Saturday, December 25, 2010

CHRISTMAS EVE 2010


Christmas Sunset, Jamestown, NC

It occurred to me as I attended the Christmas Eve service of my sixty eighth year that it’s possible that I have seldom if ever missed participating in this service in all those years. I have always been in the presence of family on that evening. Your circle of family can be defined as your immediate blood relatives. It can be expanded to include close friends, but I think we generally consider family to include those closest to us who share a bond and have been permitted access to our defense shields. It also occurred to me that the family I attended the service with on this year of the twilight of my life was neither the family I was with during my childhood nor the family I was with in my early adulthood. My earliest remembrance is the Christmas Eve services where all of us children memorized a verse from Luke’s Christmas story from the second chapter of his book. Siblings and cousins participated and proud parents watched anxiously in the pews. Once we all joined in singing Silent Night, the early evening service was over and we would be given a brown paper sack with shelled nuts, apples and oranges to take home as a Christmas gift. We would hurry home and then and only then would we be permitted to unwrap the few Christmas presents bearing our name under the small evergreen tree. I don’t ever remember the air outside being anything but fresh and cool and invigorating once I emerged from the service. Yes, that relates to the time of year, but it also relates to the exhilarating story of Jesus’ birth and the spirit angels’ good tidings of the arrival of a savior for all the world. Mary alone initially understood that the child she would deliver would soon deliver her.

I’ve attended Christmas Eve services in various churches over the years and it never occurred to me not to attend them. There’s a special mystical meaning to Christmas Eve that commemorates an ordinary birth of an extraordinary being. Yes, we celebrate the appearance of God taking human form over two thousand years ago. And He then developed into a man of thirty years before He spent the next three years teaching all of us how to live and see the very nature of God. There are those today who say they would believe if God revealed himself to them personally. He did that in human form and still men who chose not to willingly cross the bridge of faith to a new birth did not see Him, even then. Actually, He still reveals himself in many ways every day—in the petals of a flowering bloom, in the spectacular light of a sunrise and in the first cry of a newborn. This birth involved no ordinary man. This was both a human being and a spiritual being in one form. This was a unique being that lived a perfect life on earth until he died in our place. Why did he wait until that particular time to appear to us? He could have arrived much earlier in human history. And He could have waited even longer—perhaps until this generation. But in His infinite wisdom He chose that time and place and we celebrate that time even today.
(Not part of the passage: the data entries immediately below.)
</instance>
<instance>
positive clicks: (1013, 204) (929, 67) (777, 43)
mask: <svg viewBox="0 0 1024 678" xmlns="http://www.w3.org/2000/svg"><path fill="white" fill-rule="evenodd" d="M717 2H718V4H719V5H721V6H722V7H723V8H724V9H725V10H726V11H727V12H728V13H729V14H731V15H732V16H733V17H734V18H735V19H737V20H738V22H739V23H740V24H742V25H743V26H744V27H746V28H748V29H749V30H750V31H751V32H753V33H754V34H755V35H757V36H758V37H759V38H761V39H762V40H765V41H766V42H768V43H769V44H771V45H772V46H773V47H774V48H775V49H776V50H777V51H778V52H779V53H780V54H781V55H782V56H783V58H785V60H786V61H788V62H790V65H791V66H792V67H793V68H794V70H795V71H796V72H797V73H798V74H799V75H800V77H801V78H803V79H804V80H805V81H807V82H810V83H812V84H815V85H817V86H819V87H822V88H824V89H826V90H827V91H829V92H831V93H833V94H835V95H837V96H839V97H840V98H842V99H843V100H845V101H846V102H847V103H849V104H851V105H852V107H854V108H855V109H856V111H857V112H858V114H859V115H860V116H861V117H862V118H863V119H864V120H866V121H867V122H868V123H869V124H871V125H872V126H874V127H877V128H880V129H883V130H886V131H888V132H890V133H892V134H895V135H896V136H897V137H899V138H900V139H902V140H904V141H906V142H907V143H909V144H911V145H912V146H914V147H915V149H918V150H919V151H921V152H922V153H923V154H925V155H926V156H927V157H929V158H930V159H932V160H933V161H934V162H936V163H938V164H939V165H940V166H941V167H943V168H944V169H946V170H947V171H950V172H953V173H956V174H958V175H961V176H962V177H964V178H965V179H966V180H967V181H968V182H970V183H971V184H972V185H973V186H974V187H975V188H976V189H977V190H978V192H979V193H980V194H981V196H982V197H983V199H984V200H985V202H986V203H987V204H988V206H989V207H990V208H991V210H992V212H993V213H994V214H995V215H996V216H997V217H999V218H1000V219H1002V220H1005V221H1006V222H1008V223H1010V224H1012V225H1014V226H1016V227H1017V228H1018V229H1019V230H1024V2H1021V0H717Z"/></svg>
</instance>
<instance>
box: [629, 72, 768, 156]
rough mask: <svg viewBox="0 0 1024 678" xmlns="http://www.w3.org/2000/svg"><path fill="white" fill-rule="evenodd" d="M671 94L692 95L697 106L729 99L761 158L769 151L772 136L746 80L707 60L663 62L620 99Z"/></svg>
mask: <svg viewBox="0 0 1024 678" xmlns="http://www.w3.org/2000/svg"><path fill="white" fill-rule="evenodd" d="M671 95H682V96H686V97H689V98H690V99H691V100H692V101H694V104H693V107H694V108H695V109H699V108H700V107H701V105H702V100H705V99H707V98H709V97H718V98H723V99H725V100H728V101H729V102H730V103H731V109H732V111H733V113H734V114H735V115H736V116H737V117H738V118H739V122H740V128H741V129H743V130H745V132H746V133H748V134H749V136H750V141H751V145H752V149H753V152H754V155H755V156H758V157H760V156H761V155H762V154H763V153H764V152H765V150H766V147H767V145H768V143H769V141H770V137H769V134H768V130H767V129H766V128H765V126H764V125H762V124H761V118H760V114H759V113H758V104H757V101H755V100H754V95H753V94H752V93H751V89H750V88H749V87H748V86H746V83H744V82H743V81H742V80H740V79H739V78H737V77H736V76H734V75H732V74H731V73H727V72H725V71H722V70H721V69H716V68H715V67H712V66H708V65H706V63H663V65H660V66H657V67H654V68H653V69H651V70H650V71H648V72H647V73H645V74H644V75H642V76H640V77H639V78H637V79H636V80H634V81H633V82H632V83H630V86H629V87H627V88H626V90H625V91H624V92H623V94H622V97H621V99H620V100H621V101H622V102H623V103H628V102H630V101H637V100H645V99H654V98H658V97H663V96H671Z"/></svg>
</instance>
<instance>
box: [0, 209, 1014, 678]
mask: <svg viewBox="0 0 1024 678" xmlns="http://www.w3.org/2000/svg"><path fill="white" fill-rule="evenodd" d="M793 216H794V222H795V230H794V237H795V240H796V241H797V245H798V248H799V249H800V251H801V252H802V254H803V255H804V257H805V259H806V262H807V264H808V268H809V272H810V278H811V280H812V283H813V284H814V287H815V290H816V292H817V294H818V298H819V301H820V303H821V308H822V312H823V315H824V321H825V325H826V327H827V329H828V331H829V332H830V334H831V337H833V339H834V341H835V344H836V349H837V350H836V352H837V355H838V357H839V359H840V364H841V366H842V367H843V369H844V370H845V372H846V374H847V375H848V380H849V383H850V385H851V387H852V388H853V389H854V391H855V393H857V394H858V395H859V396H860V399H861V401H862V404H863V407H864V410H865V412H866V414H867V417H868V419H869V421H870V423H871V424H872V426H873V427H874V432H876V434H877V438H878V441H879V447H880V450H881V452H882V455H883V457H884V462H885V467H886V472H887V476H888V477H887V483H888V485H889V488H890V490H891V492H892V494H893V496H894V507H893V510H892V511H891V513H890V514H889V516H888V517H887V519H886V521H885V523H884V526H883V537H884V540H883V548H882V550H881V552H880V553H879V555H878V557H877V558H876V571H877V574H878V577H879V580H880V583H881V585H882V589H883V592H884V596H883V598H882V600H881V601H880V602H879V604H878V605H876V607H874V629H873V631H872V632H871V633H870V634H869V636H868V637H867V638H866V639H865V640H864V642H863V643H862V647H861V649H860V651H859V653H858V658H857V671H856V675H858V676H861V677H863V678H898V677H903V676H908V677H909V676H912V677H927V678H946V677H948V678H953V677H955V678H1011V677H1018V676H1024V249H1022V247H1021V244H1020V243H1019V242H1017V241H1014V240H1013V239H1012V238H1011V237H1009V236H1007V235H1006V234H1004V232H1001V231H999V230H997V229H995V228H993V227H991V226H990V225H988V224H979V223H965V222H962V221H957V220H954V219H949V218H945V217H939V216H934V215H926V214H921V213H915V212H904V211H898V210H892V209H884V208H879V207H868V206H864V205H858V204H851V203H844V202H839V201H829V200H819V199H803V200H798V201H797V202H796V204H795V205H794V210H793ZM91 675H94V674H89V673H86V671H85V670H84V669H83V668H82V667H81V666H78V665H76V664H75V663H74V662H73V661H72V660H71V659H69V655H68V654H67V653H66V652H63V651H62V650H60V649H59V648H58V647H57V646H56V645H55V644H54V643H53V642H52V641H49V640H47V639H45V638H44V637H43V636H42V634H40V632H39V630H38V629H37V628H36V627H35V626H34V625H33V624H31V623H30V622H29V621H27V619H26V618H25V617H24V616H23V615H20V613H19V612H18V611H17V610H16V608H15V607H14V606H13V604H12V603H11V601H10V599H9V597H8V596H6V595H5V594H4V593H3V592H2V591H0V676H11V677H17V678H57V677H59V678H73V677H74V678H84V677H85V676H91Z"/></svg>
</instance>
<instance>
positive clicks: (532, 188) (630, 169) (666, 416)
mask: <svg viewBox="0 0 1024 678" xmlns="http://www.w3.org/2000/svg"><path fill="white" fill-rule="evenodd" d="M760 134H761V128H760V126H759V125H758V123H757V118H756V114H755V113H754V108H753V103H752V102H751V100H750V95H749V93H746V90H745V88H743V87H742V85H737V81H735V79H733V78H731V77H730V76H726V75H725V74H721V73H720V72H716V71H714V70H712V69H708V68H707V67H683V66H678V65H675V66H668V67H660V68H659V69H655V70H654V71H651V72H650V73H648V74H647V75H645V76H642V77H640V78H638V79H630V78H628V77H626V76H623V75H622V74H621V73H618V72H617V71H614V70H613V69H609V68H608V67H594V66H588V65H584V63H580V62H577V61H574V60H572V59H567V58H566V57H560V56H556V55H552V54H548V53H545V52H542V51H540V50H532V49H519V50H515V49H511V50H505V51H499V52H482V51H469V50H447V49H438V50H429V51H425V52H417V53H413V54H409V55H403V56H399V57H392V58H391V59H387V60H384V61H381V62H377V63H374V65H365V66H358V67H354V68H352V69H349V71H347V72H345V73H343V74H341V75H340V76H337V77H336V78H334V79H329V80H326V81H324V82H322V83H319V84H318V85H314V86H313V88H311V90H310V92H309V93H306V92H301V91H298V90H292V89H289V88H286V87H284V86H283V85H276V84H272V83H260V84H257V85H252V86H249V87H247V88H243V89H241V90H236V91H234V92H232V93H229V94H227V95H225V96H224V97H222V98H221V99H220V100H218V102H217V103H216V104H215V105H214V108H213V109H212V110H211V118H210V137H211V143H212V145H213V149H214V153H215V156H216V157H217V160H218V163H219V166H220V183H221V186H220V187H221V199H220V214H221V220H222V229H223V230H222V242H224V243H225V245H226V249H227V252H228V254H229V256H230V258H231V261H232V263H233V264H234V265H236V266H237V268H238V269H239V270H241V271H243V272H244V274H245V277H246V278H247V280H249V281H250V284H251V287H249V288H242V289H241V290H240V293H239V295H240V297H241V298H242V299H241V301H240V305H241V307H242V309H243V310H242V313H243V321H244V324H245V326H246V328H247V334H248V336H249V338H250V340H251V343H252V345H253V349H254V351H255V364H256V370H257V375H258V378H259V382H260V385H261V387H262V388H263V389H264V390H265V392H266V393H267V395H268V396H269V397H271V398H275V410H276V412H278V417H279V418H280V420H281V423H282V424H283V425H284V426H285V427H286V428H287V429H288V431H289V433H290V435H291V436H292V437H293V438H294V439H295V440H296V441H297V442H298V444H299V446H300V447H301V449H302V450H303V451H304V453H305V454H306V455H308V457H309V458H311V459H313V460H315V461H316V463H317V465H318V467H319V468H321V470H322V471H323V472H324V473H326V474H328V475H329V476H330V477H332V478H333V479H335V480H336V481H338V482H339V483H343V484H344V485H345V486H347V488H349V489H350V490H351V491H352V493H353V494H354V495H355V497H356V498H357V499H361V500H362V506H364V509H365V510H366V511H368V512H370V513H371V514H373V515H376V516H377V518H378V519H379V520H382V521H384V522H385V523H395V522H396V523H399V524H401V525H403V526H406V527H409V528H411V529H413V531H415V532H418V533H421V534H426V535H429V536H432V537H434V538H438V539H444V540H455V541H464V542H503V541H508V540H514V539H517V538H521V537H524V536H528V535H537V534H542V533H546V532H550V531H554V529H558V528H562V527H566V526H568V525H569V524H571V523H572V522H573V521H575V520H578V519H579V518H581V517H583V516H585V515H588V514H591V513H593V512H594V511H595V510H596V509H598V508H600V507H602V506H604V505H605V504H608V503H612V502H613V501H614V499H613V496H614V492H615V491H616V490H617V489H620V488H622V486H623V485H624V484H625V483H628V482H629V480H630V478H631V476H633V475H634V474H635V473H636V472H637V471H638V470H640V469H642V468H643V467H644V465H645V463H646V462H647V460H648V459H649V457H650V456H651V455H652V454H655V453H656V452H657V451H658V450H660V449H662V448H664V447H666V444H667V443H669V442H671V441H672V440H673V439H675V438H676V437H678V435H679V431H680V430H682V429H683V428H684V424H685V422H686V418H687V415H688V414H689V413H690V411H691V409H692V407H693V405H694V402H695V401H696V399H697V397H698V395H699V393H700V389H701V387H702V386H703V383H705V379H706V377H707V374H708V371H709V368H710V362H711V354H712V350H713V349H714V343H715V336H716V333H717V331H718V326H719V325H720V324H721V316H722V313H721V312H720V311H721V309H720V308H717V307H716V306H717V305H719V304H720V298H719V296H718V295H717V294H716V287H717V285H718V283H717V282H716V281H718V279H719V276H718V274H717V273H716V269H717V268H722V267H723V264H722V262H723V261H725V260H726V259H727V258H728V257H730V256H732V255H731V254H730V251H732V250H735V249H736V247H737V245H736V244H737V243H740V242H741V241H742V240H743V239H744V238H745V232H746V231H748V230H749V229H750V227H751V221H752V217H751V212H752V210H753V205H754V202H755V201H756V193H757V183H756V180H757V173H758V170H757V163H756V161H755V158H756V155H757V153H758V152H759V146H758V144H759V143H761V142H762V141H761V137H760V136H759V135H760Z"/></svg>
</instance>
Many powerful men did not acknowledge Him as anything beyond a troubling revolutionary during His lifetime, but fortunately a chosen few did understand. All but one died a horrendous martyr’s death to validate the truth they had experienced. And because of their verbal and written testimony, I have been celebrating His arrival for all of my sixty eight years to acknowledge that the God of all creation finally did come among us. He revealed Himself to us so that we could order our lives to have the assurance of a better life as a human being and an eternal life as a spiritual being in the constant presence of our creator. I believe He created us to be intelligent and independent enough to generally survive with our wits on a daily basis, but to understand that we are vulnerable enough to require the encouragement of others and the strength and guidance of a loving eternal Father now and forevermore. We were created as a family of man and simply told to love God and one another.